The alliance includes the Tigray forces who are fighting Ethiopian and allied forces, as well as the Oromo Liberation Army fighting alongside Tigray forces and seven other groups. The Tigray fighters are approaching the capital, Addis Ababa, according to the State Department, and Ethiopia on Friday called on military veterans to join what it now calls an "existential war."
The U.S. Embassy is urging citizens to leave Ethiopia "as soon as possible."
The opposition alliance forms as U.S. special envoy Jeffrey Feltman is in Ethiopia's capital meeting with senior government officials amid calls for an immediate cease-fire and talks to end the war that has killed thousands of people since November 2020. The U.S. said he met with the deputy prime minister and defense and finance ministers on Thursday. It was not clear if he would meet the prime minister.
Secretary of State Antony Blinken in a statement again called for a cease-fire and talks, and called on the Tigray and Oromo Liberation Army forces to "immediately stop the current advance towards Addis Ababa." He also urged Ethiopia's government to halt its military campaign, including airstrikes in Tigray, and the mobilization of ethnic militias.
The new United Front of Ethiopian Federalist Forces seeks to "establish a transitional arrangement in Ethiopia" so the prime minister can go as soon as possible, organizer Yohanees Abraha, who is with the Tigray group, told The Associated Press. "The next step will be, of course, to start meeting and communicating with countries, diplomats and international actors in Ethiopia and abroad."
He said the new alliance is both political and military. It has had no communication with Ethiopia's government, he added.
A spokesman for the Oromo Liberation Army, Odaa Tarbii, said the possibility of forcing the prime minister out will depend on Ethiopia's government and events over the coming weeks. "Of course we prefer if there's a peaceful and orderly transition with Abiy being removed," he said.
"The goal is to be as inclusive as possible. We know this transition requires all stakeholders," he added. But as for members of the prime minister's Prosperity Party, "there would have to be a process. Many members would have to go through investigation, possibly be prosecuted" for crimes related to the war.
Ethiopia's government called the alliance "a publicity stunt, asserting that some of the groups involved "are not really organizations that have any traction." It also asserted that life in the capital had a "sense of normalcy" and rejected any notion of a siege.

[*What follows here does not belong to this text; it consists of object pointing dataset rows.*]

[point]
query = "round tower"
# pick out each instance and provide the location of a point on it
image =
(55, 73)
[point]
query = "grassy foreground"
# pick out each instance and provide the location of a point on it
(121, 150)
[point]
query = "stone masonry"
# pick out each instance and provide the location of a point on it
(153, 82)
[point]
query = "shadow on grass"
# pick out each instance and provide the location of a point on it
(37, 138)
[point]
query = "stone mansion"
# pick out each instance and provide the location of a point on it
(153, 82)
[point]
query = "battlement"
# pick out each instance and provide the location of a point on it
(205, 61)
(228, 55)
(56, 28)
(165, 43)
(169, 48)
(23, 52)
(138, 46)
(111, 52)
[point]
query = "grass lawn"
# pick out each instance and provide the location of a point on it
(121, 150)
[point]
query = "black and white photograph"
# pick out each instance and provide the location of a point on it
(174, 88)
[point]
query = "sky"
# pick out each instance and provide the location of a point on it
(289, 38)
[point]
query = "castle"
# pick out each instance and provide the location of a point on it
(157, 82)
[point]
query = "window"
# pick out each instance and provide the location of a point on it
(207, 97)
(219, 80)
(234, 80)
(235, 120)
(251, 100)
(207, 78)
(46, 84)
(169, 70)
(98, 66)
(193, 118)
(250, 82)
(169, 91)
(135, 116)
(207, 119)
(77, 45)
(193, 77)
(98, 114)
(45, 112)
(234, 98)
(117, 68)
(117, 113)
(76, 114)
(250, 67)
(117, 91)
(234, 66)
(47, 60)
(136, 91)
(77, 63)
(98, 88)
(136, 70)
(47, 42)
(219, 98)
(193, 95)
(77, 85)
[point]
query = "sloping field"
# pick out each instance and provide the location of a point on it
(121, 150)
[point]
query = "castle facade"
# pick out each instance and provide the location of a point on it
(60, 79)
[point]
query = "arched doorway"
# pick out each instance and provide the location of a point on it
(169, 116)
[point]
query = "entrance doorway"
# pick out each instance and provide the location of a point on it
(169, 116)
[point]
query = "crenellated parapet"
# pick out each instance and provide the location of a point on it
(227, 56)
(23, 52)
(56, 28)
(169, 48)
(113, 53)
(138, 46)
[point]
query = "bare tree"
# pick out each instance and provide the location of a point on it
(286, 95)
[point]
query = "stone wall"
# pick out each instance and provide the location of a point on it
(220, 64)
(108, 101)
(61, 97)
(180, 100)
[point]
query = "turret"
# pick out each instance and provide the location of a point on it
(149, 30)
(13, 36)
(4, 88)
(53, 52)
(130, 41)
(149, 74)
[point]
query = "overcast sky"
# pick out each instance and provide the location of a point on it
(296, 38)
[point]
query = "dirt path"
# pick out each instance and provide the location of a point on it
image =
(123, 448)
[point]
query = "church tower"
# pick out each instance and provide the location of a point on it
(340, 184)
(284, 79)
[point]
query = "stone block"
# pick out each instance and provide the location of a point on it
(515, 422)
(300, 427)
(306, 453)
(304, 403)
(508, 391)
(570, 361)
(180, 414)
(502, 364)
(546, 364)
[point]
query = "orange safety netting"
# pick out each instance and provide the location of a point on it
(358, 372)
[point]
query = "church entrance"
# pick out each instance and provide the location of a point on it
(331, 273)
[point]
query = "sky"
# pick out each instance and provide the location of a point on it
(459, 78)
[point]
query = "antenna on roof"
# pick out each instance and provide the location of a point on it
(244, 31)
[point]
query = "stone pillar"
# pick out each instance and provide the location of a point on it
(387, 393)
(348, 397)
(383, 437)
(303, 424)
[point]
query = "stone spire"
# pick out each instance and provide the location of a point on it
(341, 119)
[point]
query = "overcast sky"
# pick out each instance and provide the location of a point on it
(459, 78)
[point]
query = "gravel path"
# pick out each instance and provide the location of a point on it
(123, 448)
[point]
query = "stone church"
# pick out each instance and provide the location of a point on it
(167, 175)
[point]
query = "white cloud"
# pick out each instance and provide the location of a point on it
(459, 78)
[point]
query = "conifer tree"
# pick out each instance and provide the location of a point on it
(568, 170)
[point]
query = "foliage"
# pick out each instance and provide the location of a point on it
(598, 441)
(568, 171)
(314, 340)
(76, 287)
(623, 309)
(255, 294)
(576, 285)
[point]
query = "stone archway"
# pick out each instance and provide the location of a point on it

The prime minister's spokeswoman, Billene Seyoum, addressed the alliance when she tweeted that "any outliers that rejected the democratic processes Ethiopia embarked upon cannot be for democratization," pointing out Abiy's opening-up of political space after taking office in 2018. His reforms included welcoming some opposition groups home from exile.

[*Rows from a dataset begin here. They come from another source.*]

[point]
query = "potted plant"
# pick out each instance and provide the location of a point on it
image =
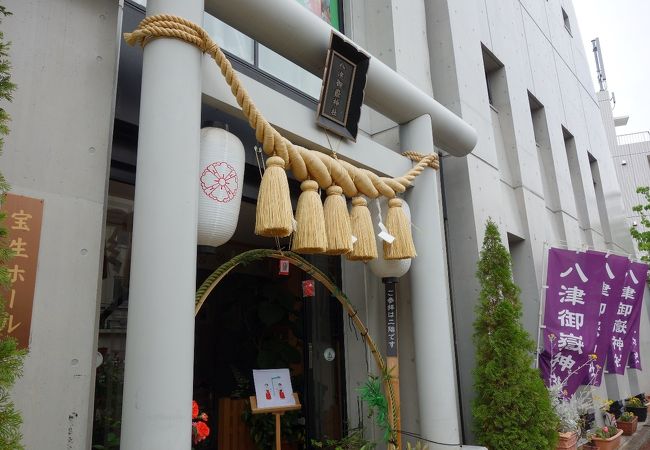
(572, 411)
(605, 438)
(627, 422)
(636, 406)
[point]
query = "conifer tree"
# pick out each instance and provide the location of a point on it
(642, 237)
(11, 358)
(512, 408)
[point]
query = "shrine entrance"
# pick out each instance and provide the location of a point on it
(263, 316)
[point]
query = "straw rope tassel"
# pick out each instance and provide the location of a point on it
(310, 229)
(365, 248)
(337, 222)
(400, 227)
(274, 214)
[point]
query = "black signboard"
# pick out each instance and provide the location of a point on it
(391, 317)
(341, 95)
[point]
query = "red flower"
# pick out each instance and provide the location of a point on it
(202, 430)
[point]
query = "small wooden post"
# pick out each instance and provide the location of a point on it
(277, 412)
(278, 438)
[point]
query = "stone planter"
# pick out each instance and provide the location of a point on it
(607, 444)
(567, 441)
(628, 427)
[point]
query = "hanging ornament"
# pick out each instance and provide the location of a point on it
(381, 267)
(221, 178)
(399, 226)
(310, 222)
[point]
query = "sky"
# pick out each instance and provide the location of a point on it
(623, 27)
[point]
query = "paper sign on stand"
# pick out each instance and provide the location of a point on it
(274, 395)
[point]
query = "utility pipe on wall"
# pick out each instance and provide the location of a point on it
(158, 379)
(432, 326)
(300, 36)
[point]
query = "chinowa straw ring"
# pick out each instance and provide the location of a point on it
(274, 215)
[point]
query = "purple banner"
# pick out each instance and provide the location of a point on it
(616, 268)
(634, 361)
(628, 315)
(573, 297)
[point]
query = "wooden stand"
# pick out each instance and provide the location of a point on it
(277, 412)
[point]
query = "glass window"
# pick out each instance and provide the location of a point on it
(328, 10)
(290, 73)
(251, 52)
(229, 39)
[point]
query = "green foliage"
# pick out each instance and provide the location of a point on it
(11, 358)
(353, 441)
(626, 416)
(642, 237)
(371, 393)
(512, 409)
(633, 402)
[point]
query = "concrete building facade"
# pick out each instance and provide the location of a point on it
(514, 70)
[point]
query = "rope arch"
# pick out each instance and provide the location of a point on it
(304, 163)
(222, 271)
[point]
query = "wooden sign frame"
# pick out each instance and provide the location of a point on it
(342, 91)
(277, 412)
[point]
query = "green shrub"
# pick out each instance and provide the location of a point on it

The OLA spokesman, replying to the tweet, noted that some of the people who returned to Ethiopia were later put in prison or under house arrest.
"A lot of goodwill was lost over the last three years," he said.
Other groups in the alliance include the Afar Revolutionary Democratic Unity Front, Agaw Democratic Movement, Benishangul People's Liberation Movement, Gambella Peoples Liberation Army, Global Kimant People Right and Justice Movement/ Kimant Democratic Party, Sidama National Liberation Front and Somali State Resistance.
It is not clear whether all the groups are armed. But there's interest in protecting the 1995 constitution that enshrines ethnic federalism and includes the right to self-determination. Under the constitution, critics have accused regional leaders of asserting the rights of majority ethnic groups at the expense of minorities.
Abiy preached national unity and transformed the former ruling coalition of ethnic-based parties into a single Prosperity Party, but the Tigray leaders who long dominated that coalition opted out, deepening frictions that led to war.